The next change to your development flow, is when new changes made to the settings file needs to be checked in. In this case, the developer makes their changes, and reruns the encryption command. This will generate a new settings.py.bin, replacing the old one, and is the file that is actually checked into the repository. This is the first big gotcha, since you are ignoring settings files in git, it won’t prompt that changes have been made to settings files. The developer will have to remember to encrypt the settings files. I have not found a good way to automate this, as checking the recentness of the timestamp on the settings files returns false positives if you make a change and then check in several times, or does not work when I change them days ago but are committing today.

The fabric functions above, always use the python filename as the file argument, automatically adding .bin to the in or out file, depending on the operation. The .gitignore line above (settings*.py) indicates that all settings files are to be ignored, as long as they following a naming convention that starts with the word settings and ends with .py (such as settings_prod.py and settings_dev.py, or just settings.py).

If you are like me and have several settings files, the core file (settings.py) and server specific files (settings_prod.py) that get imported on the correct systems, then you may need to encrypt multiple files. This technique can be applied to as many settings files as is needed for your system. For this blog, I use the following fab commands, to simplify encrypting and decrypting:

def decrypt_settings():
    decrypt_file("settings.py")
    decrypt_file("settings_dev.py")
    decrypt_file("settings_prod.py")

def encrypt_settings():
    encrypt_file("settings.py")
    encrypt_file("settings_dev.py")
    encrypt_file("settings_prod.py")

I always name my encrypted files .bin, instead of using the cipher, as John Resig did in his example. If you intend to use a single cipher, then this adds another level of security (through obscurity), as a hacker needs to determine what cipher was used. However, the ciphers are secure and even if a hacker know the cipher, it will not help the hacker much, so do what works for you.

There’s more…

As you can see, there are pros (security) and cons (workflow changes) to encrypting your settings files. I feel that security far outweighs the changes to my workflow (if a hacker gets your settings file, they pretty much get complete access to your site), but you should decide for yourself. The biggest two problems I have faced are: forgetting to checkin changes to my settings files and dealing with merge conflicts on the encrypted files. The former is hopefully caught by your remote deployment process, before going to the servers (if not, then you’re not testing enough). The latter is a bigger problem.

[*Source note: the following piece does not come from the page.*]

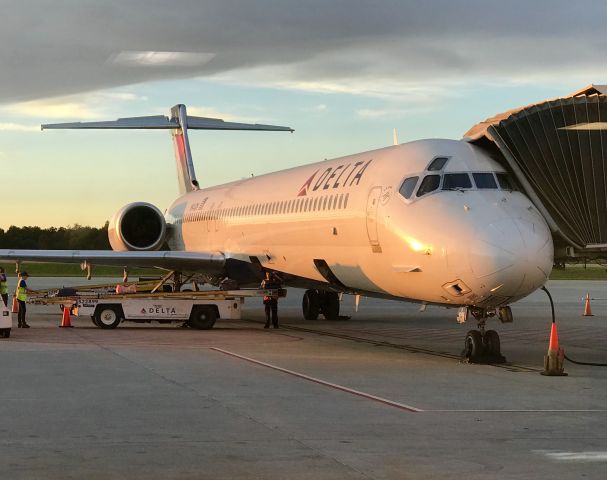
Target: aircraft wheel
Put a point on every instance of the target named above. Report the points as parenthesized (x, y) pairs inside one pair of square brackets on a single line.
[(202, 318), (493, 347), (330, 305), (473, 346), (492, 343), (108, 316), (311, 304)]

Since encrypted files cannot be merged, if there is a merge conflict, you have to handle it with care. My usual strategy, is to throw away my changes to the encrypted file and except the remote changes. I then backup my decrypted settings file to settings.py.bak and decrypt the remote settings file (overriding my settings file). Afterwards, I copy my changes into the new settings file, re-encrypt it, and push my changes. If my settings change was a one-liner, I will just extracted that line, instead of completely backing up the whole file.